However, until then tango was nothing else but a insinuating,
suggesting, piercing, lush, indefinable music, but it still was not
a rite. It is Carlos Gardel, the great pagan priest who discovers the
liturgy secluded in that cathedral of dreams forged by a dazzling coincidence
of melodies and poetic forecasts; it is Gardel, great actor, who says
the literary text in close consonance with the musical text; it is not
the mechanical singer who fascinates us with his voice; no: it is the
permanent creator who surprises us with a reiterated emotional miracle.

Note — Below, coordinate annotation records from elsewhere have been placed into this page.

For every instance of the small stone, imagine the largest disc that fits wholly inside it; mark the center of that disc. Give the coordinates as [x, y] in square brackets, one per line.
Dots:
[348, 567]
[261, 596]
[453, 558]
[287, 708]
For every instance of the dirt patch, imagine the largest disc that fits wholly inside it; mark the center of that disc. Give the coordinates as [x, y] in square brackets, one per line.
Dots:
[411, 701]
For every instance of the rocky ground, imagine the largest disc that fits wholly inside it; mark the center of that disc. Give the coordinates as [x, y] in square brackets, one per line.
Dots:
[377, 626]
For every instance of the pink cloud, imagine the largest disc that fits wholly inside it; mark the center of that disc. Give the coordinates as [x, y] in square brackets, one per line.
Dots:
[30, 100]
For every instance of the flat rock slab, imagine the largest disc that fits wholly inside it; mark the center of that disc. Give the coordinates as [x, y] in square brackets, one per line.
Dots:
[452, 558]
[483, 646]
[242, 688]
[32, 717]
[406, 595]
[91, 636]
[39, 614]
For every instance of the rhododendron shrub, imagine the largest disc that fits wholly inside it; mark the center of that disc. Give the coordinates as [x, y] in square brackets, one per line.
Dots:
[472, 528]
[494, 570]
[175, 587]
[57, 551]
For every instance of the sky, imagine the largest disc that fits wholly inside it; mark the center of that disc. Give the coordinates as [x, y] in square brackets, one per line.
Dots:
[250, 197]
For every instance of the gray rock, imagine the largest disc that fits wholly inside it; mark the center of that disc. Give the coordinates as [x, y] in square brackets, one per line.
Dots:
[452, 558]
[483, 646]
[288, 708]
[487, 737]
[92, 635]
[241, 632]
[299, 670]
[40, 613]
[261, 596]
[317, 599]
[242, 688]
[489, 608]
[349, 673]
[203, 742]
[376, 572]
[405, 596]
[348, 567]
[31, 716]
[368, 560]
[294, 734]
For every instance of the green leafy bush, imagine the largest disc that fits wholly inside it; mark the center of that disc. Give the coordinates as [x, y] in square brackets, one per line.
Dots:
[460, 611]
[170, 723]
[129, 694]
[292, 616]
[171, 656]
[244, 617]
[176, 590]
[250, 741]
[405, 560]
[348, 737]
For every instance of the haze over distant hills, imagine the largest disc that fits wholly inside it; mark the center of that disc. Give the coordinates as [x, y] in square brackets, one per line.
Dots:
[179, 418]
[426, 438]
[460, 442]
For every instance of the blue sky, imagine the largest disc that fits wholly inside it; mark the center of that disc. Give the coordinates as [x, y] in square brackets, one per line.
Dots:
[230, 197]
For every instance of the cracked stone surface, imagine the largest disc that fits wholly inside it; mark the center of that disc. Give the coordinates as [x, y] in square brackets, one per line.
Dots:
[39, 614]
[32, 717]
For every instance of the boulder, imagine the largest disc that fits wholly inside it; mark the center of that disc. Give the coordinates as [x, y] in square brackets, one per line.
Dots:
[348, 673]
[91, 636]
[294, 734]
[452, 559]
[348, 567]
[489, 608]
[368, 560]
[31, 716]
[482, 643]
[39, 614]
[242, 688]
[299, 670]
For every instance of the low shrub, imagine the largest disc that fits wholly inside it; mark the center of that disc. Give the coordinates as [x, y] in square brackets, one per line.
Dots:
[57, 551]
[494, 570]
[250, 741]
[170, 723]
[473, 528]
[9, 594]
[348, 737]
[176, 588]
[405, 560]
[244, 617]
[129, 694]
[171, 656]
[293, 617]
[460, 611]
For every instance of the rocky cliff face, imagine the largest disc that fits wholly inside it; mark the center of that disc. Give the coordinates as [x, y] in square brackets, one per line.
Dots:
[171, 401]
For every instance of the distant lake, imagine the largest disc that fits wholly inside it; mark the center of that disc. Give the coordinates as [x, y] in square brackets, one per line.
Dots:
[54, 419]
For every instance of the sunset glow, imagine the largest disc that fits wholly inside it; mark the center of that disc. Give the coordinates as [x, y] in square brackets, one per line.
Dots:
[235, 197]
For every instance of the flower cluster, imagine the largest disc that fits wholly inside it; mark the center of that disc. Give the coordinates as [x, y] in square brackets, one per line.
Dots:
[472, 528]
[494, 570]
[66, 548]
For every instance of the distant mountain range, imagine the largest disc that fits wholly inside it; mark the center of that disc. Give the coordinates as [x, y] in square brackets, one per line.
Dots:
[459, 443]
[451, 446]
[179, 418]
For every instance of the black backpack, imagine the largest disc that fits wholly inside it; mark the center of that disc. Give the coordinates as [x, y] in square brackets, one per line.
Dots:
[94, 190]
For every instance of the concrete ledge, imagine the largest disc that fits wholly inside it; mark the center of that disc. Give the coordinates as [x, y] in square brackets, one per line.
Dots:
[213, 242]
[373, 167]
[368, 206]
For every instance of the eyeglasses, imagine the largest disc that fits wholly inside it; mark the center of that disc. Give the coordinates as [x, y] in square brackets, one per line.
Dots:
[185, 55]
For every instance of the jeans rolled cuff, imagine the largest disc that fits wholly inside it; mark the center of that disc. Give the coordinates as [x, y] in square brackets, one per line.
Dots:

When we met him in Quito, he had already left, of course,
the "pajuerana" (naive) music of his teens; he already was the denouncer
of "Silencio en la noche", the melancholic one of "El bulín de
la calle Ayacucho", the nostalgic one of "Mi Buenos Aires querido",
the cheerful one in "Se acabaron los otarios", the dramatic one of "Cuesta
abajo", the sarcastic one of "Qué querés con esa cara";
out of the blue he appeared like the prototype to be embodied, like
the pioneer of our sensual obsessions, of our unsatisfied wishes, poor
young guys, proud and mythomaniacs.
Since then comes my friendship towards Gardel. Unfortunately
when I tried to make him know it, the tragedy at Medellín arrived
first. I have just finished reading Don Segundo Sombra, when the press
at Quito informed us that during his trip to Spain, on board the "Comte
Verde", Gardel persuaded the transatlantic liner captain to stop the
engines and invite all the passengers and the crew to pay a silent homage
of grief to Ricardo Güiraldes, whose mortal remains were returning
from Paris to be buried in Buenos Aires. That egregious attitude in
the middle of the ocean discovered the subtle matter which made the
payador (itinerant singer and lyric improviser), the burrero
(fan who bets on horses), the Abasto´s taura (tough guy). He was
much more than a smile and a beautiful voice: he was a way of being.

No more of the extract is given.